In the present case the plaintiff testified that she had only been living in New Castle about four days before the accident; that she had passed along Jefferson street on the west side sev*302eral times, but had not passed along on the east side where there was a hole in the street and that she had never seen the hole or had any knowledge or information concerning it. The night was dark, and there were no barriers or guards to prevent persons from falling in. Shortly before reaching this place she had crossed from the west to the east side of the street, and was proceeding along the east side towards the post office when she fell into the hole and was injured. There was an abundance of testimony to prove the existence of the defect in the street, and if the jury believed the witness she had no knowledge of the defect when she fell in. The learned court below granted a compulsory nonsuit, thus taking the case away from the jury, on the ground that the plaintiff was conclusively guilty of contributory negligence. That this would have been so if she had voluntarily and knowingly left the west side of the street, which she knew to be safe, and gone to the east side which she knew to be unsafe, cannot be doubted. But if she .knew nothing about the unsafe condition of the east side, the element which would convict her of contributory negligence is entirely lacking and the ruling would be incorrect. She had a right to presume that the east side of the street would be in a safe condition for travel, and if she had no actual knowledge or notice of its unsafe condition, she was certainly not chargeable with negligence as a matter of law in going to that side. The learned court below in granting the nonsuit, acted upon the authority of the case of Del., Lack. & West. R. R. Co. v. Cadow, 120 Pa. 559, assuming that it controlled the question in this case. ' But the facts in that case were of an entirely different character from the facts in this, and presented a radically different aspect of the question. There the highway along which the plaintiff was passing was crossed by two tracks of the defendant’s railroad, which was a visible and lawful obstruction.
The plaintiff was in the daily habit of crossing the railway tracks on the highway and had a perfect knowledge of the whole situation.
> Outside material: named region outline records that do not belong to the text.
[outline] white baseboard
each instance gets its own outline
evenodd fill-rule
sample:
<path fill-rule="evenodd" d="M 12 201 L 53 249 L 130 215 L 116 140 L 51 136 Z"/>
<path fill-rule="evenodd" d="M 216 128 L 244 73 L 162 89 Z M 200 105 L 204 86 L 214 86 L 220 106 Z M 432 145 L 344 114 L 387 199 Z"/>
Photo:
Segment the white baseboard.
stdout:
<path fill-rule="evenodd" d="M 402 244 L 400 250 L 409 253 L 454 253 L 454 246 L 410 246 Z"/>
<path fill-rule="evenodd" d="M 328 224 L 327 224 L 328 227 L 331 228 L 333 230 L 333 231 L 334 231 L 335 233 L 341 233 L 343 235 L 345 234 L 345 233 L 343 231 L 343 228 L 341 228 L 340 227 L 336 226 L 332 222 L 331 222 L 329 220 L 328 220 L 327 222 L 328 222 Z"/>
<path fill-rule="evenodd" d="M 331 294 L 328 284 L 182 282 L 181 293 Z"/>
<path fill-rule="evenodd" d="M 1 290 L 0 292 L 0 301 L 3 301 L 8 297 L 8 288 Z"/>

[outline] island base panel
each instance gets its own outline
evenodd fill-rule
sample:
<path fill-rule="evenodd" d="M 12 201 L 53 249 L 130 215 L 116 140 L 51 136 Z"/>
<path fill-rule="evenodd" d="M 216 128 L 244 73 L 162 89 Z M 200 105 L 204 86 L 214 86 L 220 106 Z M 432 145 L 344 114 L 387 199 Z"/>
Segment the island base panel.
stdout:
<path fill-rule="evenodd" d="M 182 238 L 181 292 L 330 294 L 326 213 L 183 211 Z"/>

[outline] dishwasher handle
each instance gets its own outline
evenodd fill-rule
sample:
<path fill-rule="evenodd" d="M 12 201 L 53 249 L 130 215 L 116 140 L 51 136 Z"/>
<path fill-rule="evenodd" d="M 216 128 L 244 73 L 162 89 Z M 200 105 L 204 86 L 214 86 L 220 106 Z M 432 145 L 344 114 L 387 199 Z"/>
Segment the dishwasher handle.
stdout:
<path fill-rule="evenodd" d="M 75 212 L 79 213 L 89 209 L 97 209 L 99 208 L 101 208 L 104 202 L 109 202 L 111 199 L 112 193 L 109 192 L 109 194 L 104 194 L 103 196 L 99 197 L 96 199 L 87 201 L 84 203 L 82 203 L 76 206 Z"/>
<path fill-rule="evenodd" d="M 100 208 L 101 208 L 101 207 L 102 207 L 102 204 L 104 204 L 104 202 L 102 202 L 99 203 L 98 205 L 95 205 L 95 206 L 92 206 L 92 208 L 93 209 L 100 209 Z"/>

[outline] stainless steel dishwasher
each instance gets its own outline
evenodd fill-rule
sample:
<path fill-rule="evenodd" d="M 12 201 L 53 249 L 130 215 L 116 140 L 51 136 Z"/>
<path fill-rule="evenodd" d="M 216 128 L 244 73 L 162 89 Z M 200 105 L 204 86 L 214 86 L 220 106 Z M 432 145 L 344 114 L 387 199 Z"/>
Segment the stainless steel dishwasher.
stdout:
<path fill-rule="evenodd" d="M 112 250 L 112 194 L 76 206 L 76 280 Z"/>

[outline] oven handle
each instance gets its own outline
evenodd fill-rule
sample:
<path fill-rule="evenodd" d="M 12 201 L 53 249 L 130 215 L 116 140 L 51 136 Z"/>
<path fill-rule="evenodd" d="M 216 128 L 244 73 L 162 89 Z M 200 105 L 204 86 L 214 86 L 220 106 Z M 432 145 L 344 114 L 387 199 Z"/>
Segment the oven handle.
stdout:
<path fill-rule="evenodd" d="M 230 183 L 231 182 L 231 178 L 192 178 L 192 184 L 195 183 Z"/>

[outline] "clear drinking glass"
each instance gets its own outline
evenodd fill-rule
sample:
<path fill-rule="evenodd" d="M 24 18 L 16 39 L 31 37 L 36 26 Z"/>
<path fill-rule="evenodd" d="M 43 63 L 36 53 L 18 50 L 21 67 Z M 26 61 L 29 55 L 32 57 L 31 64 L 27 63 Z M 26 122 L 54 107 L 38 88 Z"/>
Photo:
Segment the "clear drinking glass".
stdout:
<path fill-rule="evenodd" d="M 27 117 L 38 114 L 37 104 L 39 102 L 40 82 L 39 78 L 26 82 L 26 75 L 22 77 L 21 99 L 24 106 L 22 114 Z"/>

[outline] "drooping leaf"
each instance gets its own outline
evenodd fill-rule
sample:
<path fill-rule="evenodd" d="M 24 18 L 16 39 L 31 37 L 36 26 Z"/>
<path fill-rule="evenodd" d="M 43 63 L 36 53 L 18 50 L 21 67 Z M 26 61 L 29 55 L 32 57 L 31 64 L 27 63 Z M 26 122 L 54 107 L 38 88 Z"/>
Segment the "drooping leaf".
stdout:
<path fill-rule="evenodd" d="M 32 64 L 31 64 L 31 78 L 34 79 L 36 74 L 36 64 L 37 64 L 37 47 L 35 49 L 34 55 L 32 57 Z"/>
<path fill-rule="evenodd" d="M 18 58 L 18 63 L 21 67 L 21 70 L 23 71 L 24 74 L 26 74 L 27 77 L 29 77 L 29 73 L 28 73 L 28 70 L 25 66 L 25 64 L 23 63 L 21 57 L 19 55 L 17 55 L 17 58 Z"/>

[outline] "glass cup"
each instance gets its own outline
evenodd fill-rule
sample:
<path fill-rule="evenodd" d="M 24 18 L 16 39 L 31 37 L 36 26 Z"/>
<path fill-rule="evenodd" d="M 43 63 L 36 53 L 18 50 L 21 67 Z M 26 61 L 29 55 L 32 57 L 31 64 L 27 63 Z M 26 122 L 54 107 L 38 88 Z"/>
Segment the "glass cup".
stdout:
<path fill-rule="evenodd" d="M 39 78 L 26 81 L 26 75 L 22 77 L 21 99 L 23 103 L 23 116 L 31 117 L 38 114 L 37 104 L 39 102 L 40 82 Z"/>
The sidewalks on hoth sides of the street where the tracks crossed them were in good and safe condition and in constant use. The plaintiff on a dark morning left the sidewalk and undertook to cross the rails in a diagonal direction, and in doing so he caught his foot in one of the rails, stumbled and fell, breaking one of his legs. We held him guilty of contribu*303tory negligence because he voluntarily left the safe sidewalk and crossed at a place where he knew there was an obstruction. While he might not have known that the rails were not ballasted up even with the street at the ends of the plank crossing in the street, yet he knew of the presence of the rails across the street and necessarily assumed the risks of crossing that kind of an obstruction. But in the present case the defect in the street was, by its very nature, not a lawful condition of the street, and was not only not known to the plaintiff, but she had no reason to apprehend the presence of any obstruction or any defect of any kind. She cannot he said therefore to have been conclusively guilty of contributory negligence in crossing the street and using the other side for passage. But that question together with the question of negligence on the part of the defendant would have to he determined by the jury. In its facts the case is somewhat analogous to the ease of Douglass v. Monongahela City Water Co., 172 Pa. 435.
We therefore sustain the assignments of error and send the case to another trial.
Judgment reversed and new venire awarded.